After trudging up the side of what seemed like Mount Everest, a rogue gust of wind grabbed my cap and flung it down the steep cliff side. With precious little hair on the top of my head for protection, this was serious business. We picked our way up and down that cliff side for 20 minutes to no avail. I started to get a bit woozy from the exposure.

Finally, I made one final glance before making a bee-line for the van, when Tata felt sorry for me and placed an identical hat just 10 feet from my feet, completely out in the open where I couldn’t miss it. This had to be the explanation because I had gone over that exact spot with a fine-tooth comb and found only rocks. I poured some bottled water into the hat, cinched it down tight, and we moved on.

The Rio Grande overlook, where I lost my hat. Notice the pool of murky water. This wetland had a boardwalk through it. It is the only spot that I actually saw fish.

The fancy boardwalk over the wetland.

These curious fish dug rather deep round holes of a diameter not much bigger than their length, and they kind of just sat inside them. This guy wandered outside of his hole to come to the surface and pose for me.

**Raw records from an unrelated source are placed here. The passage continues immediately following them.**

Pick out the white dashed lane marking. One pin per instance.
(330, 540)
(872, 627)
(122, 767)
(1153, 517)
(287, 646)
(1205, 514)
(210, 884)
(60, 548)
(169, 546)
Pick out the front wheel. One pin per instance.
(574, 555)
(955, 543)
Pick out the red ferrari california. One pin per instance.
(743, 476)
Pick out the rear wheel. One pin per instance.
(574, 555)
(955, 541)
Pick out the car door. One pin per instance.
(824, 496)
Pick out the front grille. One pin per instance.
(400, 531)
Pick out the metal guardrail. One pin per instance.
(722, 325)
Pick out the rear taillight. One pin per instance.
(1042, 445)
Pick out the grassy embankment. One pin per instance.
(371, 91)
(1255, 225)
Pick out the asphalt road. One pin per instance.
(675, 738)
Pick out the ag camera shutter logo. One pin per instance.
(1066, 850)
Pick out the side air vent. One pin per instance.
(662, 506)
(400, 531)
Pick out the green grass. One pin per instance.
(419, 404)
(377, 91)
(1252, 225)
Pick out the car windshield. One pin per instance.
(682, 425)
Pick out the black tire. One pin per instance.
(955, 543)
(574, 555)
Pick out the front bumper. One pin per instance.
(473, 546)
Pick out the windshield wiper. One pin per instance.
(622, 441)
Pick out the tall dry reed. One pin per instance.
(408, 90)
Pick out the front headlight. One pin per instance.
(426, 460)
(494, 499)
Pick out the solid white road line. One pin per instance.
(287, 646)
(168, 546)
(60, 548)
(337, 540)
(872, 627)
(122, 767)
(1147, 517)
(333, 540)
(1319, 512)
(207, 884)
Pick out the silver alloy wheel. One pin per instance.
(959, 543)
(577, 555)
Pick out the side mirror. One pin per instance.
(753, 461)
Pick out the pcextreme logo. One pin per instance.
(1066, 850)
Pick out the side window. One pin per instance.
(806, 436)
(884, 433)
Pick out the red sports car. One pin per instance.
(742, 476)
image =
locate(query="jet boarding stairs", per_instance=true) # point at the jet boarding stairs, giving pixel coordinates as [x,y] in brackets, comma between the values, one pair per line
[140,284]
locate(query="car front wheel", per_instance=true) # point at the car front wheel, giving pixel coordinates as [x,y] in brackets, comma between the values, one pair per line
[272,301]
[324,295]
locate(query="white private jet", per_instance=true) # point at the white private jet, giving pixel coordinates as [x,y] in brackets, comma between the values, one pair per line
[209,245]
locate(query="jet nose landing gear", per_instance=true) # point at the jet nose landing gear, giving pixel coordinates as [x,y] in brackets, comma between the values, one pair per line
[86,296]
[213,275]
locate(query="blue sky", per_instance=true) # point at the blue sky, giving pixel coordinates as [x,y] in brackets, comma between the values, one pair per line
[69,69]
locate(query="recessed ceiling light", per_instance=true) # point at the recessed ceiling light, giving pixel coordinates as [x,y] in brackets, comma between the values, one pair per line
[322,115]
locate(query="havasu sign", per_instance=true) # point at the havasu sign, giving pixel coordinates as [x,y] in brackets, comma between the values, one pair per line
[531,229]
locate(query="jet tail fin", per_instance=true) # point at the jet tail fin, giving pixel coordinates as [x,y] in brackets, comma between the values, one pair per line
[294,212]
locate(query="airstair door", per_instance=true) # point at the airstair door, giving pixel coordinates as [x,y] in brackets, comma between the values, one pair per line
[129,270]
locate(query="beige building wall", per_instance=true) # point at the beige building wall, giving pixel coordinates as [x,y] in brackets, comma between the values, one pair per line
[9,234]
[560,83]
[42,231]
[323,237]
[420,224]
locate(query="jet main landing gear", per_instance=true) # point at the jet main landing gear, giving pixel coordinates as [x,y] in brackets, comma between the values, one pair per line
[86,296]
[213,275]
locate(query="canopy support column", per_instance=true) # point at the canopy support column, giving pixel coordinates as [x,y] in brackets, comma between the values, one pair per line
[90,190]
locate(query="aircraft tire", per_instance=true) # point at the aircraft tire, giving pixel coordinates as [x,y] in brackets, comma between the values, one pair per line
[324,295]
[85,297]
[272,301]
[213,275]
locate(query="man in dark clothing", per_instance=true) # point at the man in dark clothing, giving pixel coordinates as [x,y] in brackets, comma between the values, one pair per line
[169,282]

Several of these trinket “layouts” were set up in the area of the canyon and the overlook. A few were manned, but most operated on the honor system. Everything was priced and a bucket to put the money in was placed nearby. It was way too hot to tend the setups.

A real Prickly Pear. Our camping buddies, Tom and Babs, heard from somewhere, that they are real tasty steamed. Well, I don’t know about that. There ain’t a lot of meat on them there bones.

Back at the van, Tata again assisted us. About five miles down the road, the van’s temperature reading jumped from 70º to 97º. We were back in business, baby, thanks to Tata.

Our ride back to V-Jer, where again, all was well.